Am I my sister's keeper?

I wanted to change the wrestling game two years ago with my friends. Now I'm just here by myself. I'm the one who ha to walk down that road. I'm the one that has to face everything that I've done, past, present and future. And when it hurts and when it's too painful and when I don't want to look at that mirror and have to realize that I'm fucked up, it is worth conquering this? I'm the one that has to ask myself when I'm helping out people in my city, when I'm donating money to different programs, helping the fight for DACA, thinking about should I train people again is it worth it? 

I was angry in Year Zero.

I was still angry Year One.

Year Two? I don't know. I'm rambling off all these thoughts that I have. All these worries, concerns, uncertainties and yet, Sam Raine and Crissy Gardner still view like I was still that girl who used to collect daggers. Like I was still wearing the red and black. Like I was still the same person that I was in 213 when I got here in the first place.

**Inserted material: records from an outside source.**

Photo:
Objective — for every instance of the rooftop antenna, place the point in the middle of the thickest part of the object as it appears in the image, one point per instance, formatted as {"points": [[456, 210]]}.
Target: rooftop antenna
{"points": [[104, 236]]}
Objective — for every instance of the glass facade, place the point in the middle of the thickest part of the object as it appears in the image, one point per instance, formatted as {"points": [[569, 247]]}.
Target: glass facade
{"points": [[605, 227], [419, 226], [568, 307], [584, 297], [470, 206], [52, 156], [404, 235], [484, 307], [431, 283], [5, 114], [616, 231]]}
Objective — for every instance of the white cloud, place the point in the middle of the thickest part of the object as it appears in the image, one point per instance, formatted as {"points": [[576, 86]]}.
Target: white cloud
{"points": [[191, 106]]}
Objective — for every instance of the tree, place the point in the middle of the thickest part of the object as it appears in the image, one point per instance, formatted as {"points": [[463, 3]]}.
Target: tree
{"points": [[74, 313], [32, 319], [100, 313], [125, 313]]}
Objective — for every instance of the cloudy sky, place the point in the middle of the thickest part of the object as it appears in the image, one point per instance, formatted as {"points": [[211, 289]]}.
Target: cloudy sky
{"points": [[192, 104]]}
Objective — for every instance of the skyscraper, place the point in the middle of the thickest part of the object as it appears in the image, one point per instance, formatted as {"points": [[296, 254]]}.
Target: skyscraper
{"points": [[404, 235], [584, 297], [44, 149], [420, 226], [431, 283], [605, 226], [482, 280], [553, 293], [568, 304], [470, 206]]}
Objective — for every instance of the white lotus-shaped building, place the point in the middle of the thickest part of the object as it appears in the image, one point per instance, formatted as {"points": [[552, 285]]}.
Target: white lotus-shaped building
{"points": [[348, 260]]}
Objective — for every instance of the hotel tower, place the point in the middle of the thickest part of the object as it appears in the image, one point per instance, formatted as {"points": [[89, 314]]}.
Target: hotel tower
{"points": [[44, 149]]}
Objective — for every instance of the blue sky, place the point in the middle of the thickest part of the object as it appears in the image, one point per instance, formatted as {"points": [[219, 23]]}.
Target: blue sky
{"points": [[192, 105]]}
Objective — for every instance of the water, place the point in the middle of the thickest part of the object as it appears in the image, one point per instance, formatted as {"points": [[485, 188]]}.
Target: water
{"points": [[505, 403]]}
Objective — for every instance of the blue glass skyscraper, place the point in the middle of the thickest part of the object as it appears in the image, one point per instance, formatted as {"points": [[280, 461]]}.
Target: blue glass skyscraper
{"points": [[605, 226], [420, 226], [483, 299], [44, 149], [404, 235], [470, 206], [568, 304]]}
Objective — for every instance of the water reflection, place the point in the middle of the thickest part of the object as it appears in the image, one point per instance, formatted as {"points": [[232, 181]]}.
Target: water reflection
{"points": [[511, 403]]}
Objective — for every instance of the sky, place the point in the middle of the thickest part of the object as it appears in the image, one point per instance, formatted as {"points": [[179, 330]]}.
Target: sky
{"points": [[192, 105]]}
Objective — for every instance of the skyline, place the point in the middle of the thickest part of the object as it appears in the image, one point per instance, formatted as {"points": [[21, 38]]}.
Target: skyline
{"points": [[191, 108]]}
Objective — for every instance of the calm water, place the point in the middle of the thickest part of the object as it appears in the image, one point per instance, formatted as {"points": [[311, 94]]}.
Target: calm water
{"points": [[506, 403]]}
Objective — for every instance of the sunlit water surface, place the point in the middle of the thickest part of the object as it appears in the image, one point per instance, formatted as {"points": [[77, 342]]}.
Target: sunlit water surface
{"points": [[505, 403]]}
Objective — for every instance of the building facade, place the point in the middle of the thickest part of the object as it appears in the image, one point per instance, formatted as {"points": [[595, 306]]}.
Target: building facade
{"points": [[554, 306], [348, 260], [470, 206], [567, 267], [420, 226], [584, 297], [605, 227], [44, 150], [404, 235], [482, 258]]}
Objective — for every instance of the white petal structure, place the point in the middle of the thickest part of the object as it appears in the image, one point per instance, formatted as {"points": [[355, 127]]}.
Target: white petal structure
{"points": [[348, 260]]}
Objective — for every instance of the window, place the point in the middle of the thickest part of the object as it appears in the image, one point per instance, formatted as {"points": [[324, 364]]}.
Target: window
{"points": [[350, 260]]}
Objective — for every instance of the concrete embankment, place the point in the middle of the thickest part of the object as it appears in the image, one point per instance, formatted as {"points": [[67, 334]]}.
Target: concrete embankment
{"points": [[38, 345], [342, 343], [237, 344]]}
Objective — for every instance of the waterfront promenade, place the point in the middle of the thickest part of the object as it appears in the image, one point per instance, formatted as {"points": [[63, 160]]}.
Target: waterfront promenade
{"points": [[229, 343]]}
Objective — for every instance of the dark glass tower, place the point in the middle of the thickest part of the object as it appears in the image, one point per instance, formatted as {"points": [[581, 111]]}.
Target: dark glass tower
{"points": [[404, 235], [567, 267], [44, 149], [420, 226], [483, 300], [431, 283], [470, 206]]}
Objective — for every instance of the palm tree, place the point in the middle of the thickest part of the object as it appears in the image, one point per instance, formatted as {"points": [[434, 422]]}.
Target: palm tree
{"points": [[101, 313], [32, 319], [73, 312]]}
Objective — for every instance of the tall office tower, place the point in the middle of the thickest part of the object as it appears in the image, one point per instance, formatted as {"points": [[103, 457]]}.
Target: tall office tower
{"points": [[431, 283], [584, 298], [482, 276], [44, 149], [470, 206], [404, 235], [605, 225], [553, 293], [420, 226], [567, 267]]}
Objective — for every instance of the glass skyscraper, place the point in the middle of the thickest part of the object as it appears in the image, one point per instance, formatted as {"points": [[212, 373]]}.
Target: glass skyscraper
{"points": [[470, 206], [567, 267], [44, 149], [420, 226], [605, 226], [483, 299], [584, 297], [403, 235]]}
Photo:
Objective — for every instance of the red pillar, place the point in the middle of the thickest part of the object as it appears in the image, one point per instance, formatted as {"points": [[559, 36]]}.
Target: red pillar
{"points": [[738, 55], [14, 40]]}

I don't know why that pisses me off. Maybe it's pride. Maybe it's not even the right thing to do but that shit just grinds me, Sam. Maybe I'll have a better answer for you before Sunday. The only thing I can think of is because so much has changed. So much about me has changed that for someone to ignore that and view me like I was still some kid, I mean honestly, that makes me want to smack the shit out of you.

For being ignorant.

For being blind.

I can't make you feel a certain way about me. You and me react differently. I'm not you. I'm me. Even on days where I don't want to be me, I can't be anyone else. I don't want to be anyone else. People are going to look at things that I've done and they're going to decide from there how they view me. That's fine. I've been booed. I've been cheered. I can handle it. What I can't handle is someone who belittles me and treats me like I'm a fucking kid. The way I thought six years ago when Crissy and I first went at it, the person that I was six years ago, is completely different.

I'm still trying to understand who I am now.

But I know what I'm not. I know what I've learned both in the ring and out of it. I get called worse these days. If you had your nose in the books and paid attention to the film, you would know that. You would also know a lot of other things but that's on you. This whole thing with Andrew Raynes. It's not about titles or status or trying to elevate. I know how good I am. When Crissy met me, there was doubts. No one thought I would actually succeed. No one questions that now. They know. The people watching know. Everyone knows. I'm secure in my spot and that's why I want to use my platform. Because I have that security. Because I've proven myself. So if I can use that to start conversations, even if I'm not making that public, I'm still using that platform to think about shit that's going to precede me.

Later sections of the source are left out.